Sebenarnya hati Panji hampir percaya kalau lelaki tua yang berdiri di depannya sebenarnya tokoh sakti berjuluk Tongkat Delapan Naga. Namun keraguan menyelinap di hatinya ketika melihat sikap kakek itu yang tidak pantas ditunjukkan seorang tokoh tua dari golongan pendekar. Ucapan lelaki tua itu menunjukkan kesombongan yang seharusnya dijauhi oleh tokoh-tokoh golongan putih. Ini yang membuat Panji mulai meragukan keaslian Tongkat Delapan Naga.

“Hm..., kau kelihatannya meragukan nama besarku, Bocah...?” tukas Tongkat Delapan Naga yang telah menghentikan tawanya dan menatap wajah Panji dengan sorot mata menikam jantung. Belum sempat Panji memberikan jawaban, tiba-tiba kakek tua itu sudah mengayunkan tongkat kepala naganya menyerang Panji.

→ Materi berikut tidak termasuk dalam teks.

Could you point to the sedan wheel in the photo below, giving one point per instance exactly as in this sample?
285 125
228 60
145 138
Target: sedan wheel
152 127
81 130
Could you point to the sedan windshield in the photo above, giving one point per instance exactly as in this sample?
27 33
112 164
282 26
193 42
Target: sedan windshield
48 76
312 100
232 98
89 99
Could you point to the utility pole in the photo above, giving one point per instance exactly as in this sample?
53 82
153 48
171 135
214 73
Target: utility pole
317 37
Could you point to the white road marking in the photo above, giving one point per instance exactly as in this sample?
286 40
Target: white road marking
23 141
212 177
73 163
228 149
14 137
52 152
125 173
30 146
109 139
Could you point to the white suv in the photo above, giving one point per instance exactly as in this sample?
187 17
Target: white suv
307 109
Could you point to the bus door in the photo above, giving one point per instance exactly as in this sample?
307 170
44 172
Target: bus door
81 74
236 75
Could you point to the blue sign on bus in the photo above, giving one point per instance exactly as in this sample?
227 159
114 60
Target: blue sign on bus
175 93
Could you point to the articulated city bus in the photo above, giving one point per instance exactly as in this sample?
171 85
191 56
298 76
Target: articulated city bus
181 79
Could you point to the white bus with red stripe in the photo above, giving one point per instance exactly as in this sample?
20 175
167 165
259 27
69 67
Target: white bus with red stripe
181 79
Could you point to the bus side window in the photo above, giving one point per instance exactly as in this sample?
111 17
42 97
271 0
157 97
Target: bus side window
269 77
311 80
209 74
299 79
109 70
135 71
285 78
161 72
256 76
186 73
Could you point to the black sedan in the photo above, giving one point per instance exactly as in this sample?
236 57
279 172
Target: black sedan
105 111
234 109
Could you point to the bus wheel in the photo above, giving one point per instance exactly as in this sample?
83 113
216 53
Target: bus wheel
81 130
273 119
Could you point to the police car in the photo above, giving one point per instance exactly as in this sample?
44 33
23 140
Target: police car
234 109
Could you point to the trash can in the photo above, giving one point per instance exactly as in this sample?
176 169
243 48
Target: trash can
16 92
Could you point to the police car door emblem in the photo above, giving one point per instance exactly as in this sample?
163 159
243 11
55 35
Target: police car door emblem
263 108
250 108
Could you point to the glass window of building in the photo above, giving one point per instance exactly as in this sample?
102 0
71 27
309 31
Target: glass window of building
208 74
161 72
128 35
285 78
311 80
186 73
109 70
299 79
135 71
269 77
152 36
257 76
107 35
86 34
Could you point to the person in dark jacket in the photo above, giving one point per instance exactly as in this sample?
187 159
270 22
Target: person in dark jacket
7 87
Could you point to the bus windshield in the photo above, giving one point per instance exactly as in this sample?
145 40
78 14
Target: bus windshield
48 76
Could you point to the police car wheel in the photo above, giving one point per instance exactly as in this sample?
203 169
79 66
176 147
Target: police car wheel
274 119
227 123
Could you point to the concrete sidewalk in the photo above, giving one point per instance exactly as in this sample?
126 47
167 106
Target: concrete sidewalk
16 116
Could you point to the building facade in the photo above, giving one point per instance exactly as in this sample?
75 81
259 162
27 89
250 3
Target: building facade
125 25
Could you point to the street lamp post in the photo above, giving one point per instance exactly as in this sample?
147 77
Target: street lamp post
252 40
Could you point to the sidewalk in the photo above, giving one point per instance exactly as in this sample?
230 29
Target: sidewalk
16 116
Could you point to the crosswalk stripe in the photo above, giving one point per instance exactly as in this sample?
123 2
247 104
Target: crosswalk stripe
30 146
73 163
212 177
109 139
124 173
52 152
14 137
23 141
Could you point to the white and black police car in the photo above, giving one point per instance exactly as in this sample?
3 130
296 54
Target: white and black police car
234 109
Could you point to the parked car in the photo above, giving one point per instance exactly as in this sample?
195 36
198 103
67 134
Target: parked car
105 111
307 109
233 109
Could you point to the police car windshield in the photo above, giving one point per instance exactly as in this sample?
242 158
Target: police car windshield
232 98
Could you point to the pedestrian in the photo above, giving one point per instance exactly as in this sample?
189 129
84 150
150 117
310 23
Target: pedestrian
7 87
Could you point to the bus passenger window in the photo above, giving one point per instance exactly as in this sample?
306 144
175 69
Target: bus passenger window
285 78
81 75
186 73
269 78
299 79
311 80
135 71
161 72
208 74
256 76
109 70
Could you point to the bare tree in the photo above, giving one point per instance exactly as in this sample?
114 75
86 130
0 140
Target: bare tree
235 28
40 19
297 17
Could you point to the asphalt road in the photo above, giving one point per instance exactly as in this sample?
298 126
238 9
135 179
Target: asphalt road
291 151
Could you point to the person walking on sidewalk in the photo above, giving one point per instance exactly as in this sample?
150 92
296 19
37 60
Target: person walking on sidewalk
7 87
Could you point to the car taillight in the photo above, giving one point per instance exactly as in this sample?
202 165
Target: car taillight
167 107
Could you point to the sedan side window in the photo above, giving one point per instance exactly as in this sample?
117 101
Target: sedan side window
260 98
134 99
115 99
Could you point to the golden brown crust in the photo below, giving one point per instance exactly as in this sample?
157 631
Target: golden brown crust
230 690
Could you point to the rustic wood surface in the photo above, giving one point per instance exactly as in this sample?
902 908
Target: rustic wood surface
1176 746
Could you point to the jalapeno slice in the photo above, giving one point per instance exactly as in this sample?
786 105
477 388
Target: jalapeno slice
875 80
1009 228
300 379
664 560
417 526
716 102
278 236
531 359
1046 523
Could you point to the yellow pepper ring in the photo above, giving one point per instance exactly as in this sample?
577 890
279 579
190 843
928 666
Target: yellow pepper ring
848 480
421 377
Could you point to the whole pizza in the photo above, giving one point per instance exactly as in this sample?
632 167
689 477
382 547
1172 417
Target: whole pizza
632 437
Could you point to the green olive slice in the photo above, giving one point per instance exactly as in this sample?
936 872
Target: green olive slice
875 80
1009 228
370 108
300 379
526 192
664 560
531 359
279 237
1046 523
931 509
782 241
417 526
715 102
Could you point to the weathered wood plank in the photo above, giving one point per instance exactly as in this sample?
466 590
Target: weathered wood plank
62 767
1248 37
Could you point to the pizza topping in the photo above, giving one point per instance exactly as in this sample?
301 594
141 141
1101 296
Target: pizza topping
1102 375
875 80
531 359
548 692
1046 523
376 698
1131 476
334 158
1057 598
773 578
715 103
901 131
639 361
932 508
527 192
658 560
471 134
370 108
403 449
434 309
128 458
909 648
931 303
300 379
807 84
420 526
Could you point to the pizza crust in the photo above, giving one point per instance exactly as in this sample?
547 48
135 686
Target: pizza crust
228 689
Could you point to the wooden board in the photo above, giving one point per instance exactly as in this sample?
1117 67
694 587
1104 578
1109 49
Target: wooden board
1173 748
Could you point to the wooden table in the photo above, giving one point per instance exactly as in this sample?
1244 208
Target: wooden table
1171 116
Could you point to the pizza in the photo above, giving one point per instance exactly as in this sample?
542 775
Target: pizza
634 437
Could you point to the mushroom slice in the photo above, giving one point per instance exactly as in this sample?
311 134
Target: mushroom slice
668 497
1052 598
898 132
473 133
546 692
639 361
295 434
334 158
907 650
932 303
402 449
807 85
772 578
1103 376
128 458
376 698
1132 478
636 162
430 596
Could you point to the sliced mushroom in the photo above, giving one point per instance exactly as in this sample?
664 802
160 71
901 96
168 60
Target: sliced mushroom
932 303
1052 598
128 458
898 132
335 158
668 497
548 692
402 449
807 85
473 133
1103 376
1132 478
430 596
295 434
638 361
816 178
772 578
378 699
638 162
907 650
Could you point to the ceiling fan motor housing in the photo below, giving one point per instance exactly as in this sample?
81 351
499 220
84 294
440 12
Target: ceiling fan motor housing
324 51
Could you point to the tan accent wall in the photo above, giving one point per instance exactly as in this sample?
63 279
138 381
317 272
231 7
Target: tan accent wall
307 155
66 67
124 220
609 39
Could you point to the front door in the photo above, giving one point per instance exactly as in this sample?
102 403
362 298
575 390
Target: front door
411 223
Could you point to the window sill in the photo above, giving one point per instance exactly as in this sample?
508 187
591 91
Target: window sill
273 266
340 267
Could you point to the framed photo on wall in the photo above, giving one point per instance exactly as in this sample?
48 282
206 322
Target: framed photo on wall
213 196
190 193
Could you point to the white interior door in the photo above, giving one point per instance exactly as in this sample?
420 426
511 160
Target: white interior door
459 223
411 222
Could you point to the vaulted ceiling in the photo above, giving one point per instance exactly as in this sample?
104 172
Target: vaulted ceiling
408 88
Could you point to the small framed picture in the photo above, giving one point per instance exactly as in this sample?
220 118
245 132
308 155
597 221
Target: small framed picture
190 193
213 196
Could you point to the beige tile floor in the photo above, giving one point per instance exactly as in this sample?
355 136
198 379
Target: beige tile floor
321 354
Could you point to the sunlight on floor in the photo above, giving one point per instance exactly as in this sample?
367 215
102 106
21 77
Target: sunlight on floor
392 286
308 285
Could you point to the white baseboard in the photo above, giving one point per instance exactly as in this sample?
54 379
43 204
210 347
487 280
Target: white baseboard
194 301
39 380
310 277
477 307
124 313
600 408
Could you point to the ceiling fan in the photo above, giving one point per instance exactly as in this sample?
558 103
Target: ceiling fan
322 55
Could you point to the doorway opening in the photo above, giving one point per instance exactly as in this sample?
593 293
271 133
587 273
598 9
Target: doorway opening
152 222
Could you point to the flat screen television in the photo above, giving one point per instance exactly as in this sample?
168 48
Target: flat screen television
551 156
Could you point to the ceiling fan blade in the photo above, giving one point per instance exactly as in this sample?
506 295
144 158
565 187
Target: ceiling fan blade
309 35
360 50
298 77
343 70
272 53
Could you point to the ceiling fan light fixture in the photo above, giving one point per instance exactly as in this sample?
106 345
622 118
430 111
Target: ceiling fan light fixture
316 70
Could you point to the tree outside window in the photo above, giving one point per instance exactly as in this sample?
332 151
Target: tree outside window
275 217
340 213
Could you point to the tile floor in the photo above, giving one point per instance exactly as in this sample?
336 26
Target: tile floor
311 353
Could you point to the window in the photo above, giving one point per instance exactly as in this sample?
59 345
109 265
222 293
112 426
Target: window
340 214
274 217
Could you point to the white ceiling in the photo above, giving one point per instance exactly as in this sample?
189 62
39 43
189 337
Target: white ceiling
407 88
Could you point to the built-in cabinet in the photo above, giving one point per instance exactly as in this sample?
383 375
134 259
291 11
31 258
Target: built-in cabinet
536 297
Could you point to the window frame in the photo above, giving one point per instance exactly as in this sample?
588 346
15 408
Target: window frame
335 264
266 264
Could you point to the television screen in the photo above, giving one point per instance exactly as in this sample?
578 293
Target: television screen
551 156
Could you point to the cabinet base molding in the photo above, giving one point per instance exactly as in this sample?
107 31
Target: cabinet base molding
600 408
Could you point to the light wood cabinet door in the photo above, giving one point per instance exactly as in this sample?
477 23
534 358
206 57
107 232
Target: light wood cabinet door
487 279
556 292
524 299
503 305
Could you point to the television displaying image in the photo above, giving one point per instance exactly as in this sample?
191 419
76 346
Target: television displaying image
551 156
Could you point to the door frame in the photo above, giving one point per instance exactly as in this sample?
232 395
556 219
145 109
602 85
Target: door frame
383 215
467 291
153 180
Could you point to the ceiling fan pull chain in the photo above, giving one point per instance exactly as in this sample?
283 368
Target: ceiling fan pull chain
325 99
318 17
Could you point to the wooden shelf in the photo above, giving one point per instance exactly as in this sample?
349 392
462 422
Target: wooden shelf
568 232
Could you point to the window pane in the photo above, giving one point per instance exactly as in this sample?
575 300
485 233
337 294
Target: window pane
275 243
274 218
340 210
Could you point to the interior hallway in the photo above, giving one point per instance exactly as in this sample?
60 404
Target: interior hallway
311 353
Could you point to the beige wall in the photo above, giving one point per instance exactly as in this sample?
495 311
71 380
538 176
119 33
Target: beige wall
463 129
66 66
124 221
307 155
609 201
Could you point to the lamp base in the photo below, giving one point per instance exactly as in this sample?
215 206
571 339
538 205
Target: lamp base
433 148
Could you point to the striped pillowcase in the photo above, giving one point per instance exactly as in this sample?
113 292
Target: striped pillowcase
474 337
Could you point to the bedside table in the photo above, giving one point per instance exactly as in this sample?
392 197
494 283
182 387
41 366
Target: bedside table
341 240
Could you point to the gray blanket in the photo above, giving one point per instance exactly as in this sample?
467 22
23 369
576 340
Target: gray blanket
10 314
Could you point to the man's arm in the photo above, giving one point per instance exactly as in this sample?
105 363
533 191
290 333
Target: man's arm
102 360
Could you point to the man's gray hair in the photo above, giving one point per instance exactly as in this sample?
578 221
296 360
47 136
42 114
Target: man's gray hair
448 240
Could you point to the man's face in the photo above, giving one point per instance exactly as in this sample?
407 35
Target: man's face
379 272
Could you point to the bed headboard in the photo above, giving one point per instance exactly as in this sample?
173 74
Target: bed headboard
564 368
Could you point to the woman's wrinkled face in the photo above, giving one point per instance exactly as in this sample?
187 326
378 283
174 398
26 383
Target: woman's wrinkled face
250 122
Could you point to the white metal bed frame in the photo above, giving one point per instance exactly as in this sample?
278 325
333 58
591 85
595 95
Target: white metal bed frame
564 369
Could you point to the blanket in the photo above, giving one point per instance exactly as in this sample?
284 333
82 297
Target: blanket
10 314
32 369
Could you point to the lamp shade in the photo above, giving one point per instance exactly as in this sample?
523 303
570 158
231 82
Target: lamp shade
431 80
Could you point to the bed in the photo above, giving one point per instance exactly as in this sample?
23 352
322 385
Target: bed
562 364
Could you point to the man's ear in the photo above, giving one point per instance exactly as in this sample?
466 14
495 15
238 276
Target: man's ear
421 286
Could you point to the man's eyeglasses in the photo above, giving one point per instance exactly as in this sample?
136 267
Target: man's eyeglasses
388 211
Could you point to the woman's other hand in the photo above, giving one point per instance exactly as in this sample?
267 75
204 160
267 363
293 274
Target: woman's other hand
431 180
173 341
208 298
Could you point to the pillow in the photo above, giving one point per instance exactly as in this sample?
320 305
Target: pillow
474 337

“Hei...?!” Panji tentu saja kaget melihat serangan mendadak yang sama sekali tak disangkanya itu. Karena menyangka bahwa Tongkat Delapan Naga hanya sekadar ingin mengujinya, Panji mencoba mengelak dengan lompatan ke samping. Namun serangan itu ternyata terus berkelanjutan. Bahkan mendengar deru suara sambaran angin yang berkesiutan, sadarlah Panji kalau serangan itu sangat berbahaya dan bisa mengancam keselamatan jiwanya.

"Tongkat Delapan Naga, harap jangan main-main...!” seru Panji mengingatkan lelaki tua itu.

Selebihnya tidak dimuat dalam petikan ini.